How to raise a child to cope with the real world

in #real6 years ago

Lately, many people worry about the way humanity has taken. Perhaps it is because of the series of terrorist attacks around the world. Perhaps it is because of the tone of the presidential campaign. Maybe because many of us suffer from a severe lack of empathy because of the horrors people are causing each other at a frightening frequency.

Perhaps it is because of the data that tells us that today's students are much less empathic and more narcissistic than their predecessors.

We lack our humanity, whose traits determine the most positive aspects of our species. And these are characteristics like empathy, judgment of how one's behavior influences others, resolving conflicts without conflict, looking through the eyes of the other, and honesty. As David Brooks writes in The Way to the Character, it is very easy to lose the importance of these characteristics in our busy, distracted, stormy world, obsessed with achievements and social status.

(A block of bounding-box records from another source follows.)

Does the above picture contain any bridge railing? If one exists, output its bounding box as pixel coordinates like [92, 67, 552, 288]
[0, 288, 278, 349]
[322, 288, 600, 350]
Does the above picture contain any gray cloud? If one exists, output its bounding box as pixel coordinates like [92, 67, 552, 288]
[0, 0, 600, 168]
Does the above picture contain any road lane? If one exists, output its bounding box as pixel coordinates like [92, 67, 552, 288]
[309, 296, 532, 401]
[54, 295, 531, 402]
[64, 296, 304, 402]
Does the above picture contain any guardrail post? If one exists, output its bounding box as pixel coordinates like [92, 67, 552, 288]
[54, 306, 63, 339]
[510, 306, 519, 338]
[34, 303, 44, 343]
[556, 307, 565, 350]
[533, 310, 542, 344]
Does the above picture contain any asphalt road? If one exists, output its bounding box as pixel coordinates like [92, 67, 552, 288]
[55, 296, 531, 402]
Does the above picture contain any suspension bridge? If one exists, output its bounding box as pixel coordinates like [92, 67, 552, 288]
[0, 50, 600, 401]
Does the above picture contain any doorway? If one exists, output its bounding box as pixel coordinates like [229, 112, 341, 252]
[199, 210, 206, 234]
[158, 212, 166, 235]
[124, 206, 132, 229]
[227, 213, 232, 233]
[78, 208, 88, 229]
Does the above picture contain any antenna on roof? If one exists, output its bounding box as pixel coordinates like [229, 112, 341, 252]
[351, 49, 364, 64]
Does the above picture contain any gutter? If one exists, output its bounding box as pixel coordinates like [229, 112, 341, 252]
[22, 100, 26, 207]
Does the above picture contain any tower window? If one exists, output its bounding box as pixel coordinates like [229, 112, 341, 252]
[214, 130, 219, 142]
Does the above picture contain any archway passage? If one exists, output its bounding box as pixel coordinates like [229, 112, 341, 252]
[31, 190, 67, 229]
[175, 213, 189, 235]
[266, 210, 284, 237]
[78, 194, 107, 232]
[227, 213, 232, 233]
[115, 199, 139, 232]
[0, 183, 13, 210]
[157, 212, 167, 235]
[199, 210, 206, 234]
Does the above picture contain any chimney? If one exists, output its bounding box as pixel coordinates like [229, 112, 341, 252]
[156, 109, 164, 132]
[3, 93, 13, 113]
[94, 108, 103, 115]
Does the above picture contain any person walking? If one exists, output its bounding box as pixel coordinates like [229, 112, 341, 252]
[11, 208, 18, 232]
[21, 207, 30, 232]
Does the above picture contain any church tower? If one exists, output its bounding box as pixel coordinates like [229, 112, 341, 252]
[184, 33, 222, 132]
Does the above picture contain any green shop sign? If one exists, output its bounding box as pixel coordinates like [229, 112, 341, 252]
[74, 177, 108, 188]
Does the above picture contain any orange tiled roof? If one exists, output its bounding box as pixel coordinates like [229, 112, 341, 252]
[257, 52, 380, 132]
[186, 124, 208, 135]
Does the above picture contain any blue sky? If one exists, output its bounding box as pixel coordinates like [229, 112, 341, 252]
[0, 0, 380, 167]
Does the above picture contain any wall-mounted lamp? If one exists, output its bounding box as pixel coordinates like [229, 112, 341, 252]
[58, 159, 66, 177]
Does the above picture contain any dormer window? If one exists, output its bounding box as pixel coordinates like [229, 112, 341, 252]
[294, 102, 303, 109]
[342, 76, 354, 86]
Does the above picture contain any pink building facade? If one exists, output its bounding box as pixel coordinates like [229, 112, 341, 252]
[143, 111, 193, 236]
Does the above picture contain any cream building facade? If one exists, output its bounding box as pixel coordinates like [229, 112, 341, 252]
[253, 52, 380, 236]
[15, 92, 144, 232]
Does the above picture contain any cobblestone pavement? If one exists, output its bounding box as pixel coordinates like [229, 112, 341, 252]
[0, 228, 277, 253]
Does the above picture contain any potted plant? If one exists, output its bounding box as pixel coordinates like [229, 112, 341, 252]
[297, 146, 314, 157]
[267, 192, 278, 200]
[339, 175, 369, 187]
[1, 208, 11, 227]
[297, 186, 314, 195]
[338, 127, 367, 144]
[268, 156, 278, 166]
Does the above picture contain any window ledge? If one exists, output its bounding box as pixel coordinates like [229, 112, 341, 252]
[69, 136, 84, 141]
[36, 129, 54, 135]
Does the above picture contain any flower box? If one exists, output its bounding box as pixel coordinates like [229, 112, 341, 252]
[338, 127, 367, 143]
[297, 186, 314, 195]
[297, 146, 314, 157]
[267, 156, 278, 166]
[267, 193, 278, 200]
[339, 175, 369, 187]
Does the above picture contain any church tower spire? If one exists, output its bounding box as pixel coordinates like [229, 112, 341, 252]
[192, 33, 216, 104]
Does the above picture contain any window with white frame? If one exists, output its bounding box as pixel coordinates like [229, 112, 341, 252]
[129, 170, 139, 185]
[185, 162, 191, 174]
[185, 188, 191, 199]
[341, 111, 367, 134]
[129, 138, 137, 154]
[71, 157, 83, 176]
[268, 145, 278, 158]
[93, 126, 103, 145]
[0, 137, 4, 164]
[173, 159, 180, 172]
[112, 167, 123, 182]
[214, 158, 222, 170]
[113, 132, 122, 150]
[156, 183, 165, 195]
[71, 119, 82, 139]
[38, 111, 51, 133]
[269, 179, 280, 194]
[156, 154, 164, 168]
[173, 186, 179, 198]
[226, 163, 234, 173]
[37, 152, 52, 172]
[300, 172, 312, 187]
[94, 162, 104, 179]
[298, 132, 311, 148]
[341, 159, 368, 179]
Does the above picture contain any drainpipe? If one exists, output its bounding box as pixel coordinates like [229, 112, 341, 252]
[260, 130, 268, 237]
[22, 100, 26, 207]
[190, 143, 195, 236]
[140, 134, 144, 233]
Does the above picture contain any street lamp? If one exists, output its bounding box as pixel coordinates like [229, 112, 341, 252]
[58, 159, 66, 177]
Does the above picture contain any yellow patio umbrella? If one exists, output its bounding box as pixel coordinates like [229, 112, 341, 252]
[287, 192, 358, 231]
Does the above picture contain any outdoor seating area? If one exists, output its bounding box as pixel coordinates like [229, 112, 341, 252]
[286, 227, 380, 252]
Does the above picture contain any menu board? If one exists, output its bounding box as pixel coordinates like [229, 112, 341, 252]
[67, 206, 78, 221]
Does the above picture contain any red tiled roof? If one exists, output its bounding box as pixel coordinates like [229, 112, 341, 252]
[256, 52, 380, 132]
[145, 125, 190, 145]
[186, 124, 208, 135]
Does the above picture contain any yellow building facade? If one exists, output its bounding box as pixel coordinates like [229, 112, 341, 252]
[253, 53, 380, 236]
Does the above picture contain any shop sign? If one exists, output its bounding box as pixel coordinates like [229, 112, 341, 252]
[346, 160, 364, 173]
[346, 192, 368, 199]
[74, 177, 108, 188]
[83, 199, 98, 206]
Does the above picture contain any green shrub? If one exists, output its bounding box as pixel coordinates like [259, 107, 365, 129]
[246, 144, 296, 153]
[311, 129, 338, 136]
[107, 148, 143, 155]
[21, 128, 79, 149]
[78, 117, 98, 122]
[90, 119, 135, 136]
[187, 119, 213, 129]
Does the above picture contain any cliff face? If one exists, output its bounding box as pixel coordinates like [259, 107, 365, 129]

And it is easy to forget that our children need us to give them these skills, model them, and give them many opportunities to practice them.

Are the ways in which we care, learn, discipline and communicate with our children - the next generation of human beings - that educates and shapes these skills? Many of the common parenting strategies - such as those involving parental consent - which many parents apply almost automatically - do not work in this direction.

Strategies such as punishments, counting to 3, blackpoints, earning and losing privileges are unilateral because they bring to the forefront the subjugation of parental directives and the reliance on force to achieve goals.

Is there another way? I advocate changing the way parents influence their children, from strength to cooperation. To give the child a voice for his personal affairs and to solve the problems that affect his life is actually a wonderful preparation for the real world - much better than blindly following the authority.